Federica Brignone hat noch nicht entschieden, ob sie ihre Karriere nach der laufenden Saison fortsetzen oder beenden wird. Die 35-jährige Italienerin macht ihre Zukunft davon abhängig, ob sie nach ihrer Verletzung wieder dauerhaft schmerzfrei fahren kann. Das erklärte sie am Rande des alpinen Weltcups in Soldeu.
Brignone denkt an Karriereende: "Jeden Tag Schmerzen, langsam habe ich die Schnauze voll davon"
Brignone denkt an Karriereende
„Vom Skifahren habe ich die Schnauze nicht voll, von den ständigen Schmerzen aber schon“, wird Brignone von SportNews.bz zitiert. „Ich muss bei jedem Einfahren aufpassen, keine falsche Bewegung zu machen. Manchmal sehe ich Sterne, wenn ich auf der Piste auftrete. Das macht keinen Spaß.“
Brignone wolle nicht, „dass jeder Tag eine Folter ist. „Wenn es nicht besser wird, ist es unwahrscheinlich, dass man mich nächstes Jahr noch auf der Piste sieht. Eine Entscheidung habe ich aber noch nicht getroffen. Ich bin bereit, noch einen Monat damit durchzuhalten, danach werde ich mein Bein schonen und hoffen, dass es so gut wie möglich heilt“, sagte sie weiter.
Ski Alpin: Brignone schaffte Olympia-Wunder
Der Hintergrund: Nachdem Brignone in der Saison 2024/25 den Gesamtweltcup gewonnen hatte, zog sie sich im April bei einem Sturz bei den italienischen Meisterschaften schwere Verletzungen zu – einen doppelten Schien- und Wadenbeinbruch sowie einen Kreuzbandriss im linken Knie. Lange Zeit galt ein Start bei den Olympischen Winterspielen als nahezu ausgeschlossen.

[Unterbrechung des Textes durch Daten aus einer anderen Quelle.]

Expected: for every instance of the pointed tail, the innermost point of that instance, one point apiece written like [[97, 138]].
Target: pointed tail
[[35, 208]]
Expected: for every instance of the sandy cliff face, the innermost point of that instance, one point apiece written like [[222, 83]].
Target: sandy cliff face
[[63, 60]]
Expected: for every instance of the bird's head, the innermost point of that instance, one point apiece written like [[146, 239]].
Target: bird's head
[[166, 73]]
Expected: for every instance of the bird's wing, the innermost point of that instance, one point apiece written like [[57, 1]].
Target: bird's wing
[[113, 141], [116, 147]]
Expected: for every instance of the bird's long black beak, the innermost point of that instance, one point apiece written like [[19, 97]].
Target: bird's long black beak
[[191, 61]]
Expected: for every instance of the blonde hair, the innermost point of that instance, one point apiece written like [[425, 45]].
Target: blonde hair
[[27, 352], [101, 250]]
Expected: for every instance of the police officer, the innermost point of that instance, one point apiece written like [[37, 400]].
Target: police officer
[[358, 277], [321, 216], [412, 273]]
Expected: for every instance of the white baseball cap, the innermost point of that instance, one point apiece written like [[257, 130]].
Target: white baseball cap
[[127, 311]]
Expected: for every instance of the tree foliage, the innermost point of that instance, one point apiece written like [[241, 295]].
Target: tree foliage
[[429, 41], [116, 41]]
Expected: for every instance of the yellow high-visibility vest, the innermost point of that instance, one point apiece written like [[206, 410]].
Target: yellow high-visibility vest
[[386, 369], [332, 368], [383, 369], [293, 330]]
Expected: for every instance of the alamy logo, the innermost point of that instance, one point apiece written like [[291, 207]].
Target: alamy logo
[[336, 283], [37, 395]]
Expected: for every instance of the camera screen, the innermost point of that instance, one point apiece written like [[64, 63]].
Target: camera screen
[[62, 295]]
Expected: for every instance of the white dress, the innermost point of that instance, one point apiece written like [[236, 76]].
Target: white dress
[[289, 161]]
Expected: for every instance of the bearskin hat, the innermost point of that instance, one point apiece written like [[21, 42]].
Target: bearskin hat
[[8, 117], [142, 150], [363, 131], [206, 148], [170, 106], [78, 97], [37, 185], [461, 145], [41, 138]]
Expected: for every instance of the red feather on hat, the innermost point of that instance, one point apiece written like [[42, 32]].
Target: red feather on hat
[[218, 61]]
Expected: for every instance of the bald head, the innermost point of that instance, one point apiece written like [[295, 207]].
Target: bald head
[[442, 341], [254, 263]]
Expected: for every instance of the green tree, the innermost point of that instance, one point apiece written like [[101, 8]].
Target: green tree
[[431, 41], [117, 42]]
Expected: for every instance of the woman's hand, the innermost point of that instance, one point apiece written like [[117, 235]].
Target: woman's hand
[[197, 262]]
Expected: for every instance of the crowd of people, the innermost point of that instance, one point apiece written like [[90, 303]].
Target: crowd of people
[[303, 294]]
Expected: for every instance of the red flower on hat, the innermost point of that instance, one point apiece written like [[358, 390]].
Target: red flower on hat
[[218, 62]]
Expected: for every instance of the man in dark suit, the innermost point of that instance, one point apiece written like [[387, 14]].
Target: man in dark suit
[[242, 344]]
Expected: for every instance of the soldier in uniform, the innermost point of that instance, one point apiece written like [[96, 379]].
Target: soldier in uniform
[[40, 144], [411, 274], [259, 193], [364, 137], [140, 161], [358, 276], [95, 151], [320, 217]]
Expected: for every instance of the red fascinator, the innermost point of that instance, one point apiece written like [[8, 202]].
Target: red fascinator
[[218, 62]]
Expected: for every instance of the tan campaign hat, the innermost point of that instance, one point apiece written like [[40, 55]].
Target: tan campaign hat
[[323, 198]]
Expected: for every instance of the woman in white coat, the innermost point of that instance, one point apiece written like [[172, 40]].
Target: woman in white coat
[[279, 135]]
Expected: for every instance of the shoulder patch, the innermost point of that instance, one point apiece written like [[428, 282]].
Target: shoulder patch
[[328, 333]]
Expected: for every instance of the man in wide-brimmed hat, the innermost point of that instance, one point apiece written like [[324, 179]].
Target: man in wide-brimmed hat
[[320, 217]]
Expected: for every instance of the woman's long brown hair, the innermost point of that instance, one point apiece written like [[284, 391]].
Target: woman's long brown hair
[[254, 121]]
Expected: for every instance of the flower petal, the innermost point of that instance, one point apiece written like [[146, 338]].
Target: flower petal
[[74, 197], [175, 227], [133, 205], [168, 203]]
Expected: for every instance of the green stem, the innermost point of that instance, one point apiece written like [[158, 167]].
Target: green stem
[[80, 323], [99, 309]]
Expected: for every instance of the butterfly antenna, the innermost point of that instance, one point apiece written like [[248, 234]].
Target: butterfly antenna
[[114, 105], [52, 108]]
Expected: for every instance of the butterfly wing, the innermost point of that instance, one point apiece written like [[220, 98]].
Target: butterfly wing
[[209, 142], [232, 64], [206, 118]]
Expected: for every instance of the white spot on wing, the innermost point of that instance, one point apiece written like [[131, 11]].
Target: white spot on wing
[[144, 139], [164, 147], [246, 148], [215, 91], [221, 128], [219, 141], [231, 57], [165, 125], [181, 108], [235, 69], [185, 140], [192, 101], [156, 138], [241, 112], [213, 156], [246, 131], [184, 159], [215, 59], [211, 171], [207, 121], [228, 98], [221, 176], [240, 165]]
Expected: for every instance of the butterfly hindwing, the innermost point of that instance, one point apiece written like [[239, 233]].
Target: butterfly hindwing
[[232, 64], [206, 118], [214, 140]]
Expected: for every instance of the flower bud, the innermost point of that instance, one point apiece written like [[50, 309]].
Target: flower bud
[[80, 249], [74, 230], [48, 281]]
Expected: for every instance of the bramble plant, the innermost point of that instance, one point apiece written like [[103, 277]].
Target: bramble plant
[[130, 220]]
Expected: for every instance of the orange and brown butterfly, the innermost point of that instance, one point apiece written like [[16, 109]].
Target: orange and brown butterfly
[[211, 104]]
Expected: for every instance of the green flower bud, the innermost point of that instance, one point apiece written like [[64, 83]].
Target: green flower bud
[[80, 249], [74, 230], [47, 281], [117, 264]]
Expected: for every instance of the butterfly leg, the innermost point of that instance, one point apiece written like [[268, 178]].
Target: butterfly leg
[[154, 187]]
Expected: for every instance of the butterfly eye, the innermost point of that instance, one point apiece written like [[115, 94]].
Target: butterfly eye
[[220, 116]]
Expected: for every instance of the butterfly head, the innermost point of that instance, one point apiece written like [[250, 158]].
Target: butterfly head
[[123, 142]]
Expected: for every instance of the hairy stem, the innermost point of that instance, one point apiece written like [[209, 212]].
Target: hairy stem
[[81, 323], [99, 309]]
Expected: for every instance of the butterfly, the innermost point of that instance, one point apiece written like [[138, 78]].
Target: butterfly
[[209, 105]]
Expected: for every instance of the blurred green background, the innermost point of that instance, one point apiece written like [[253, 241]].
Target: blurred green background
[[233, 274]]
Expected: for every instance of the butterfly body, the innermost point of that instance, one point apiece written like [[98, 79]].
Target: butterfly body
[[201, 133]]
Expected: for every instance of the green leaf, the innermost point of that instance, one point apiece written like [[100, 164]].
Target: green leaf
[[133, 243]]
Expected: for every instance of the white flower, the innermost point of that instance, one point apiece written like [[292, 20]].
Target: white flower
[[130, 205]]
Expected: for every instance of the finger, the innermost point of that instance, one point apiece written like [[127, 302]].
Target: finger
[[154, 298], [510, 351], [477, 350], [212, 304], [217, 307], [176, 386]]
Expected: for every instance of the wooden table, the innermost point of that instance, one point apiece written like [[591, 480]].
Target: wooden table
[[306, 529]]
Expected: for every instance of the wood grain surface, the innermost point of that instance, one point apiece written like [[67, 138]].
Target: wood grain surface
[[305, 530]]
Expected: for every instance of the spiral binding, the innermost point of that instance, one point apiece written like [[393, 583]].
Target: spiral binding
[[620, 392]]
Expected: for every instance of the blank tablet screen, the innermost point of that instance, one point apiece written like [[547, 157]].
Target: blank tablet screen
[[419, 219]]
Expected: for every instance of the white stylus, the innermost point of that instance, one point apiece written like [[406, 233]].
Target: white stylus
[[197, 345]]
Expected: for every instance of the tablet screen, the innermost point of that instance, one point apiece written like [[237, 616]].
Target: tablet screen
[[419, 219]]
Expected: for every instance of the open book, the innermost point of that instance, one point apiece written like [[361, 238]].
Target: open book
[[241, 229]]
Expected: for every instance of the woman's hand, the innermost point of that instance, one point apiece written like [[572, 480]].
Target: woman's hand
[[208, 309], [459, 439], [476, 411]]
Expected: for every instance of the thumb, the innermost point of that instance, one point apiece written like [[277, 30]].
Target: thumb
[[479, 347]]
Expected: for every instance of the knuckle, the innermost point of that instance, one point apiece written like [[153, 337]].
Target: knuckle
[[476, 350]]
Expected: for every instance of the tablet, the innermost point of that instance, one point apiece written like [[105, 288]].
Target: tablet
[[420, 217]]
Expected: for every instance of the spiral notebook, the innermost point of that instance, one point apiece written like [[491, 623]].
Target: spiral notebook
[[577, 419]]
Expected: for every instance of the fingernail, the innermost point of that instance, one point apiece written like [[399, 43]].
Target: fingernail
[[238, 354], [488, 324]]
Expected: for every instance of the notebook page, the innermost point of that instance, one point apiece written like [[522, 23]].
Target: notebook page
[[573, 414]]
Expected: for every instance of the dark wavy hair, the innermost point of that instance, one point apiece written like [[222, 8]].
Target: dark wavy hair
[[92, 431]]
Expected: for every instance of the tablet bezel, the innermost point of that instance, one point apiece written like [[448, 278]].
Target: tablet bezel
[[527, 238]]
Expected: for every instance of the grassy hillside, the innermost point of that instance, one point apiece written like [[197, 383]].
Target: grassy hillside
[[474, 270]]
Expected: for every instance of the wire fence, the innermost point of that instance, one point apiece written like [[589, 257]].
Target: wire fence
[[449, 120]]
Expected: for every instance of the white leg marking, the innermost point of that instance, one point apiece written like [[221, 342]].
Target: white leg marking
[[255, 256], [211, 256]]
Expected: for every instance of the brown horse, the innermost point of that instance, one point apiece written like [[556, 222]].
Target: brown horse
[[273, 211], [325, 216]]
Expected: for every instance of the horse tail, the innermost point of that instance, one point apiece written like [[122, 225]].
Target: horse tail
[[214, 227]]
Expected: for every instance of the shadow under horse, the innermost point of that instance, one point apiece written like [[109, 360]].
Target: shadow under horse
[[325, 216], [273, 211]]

Aber die Italienerin schaffte ihr persönliches Wunder: Schon im Januar kehrte sie in den Weltcup zurück – und triumphierte anschließend in Cortina d’Ampezzo eindrucksvoll: Sie gewann olympisches Gold im Super-G sowie im Riesenslalom. Gleichzeitig betonte Brignone aber immer wieder, wie sehr sie körperlich weiterhin eingeschränkt ist.
„Leider wird mein Bein nie mehr so sein wie vor dem Unfall. Deshalb würde ich meine zwei Goldmedaillen sofort gegen ein gesundes Bein eintauschen“, offenbarte Brignone. Die Weltcup-Saison endet am 25. März im norwegischen Lillehammer.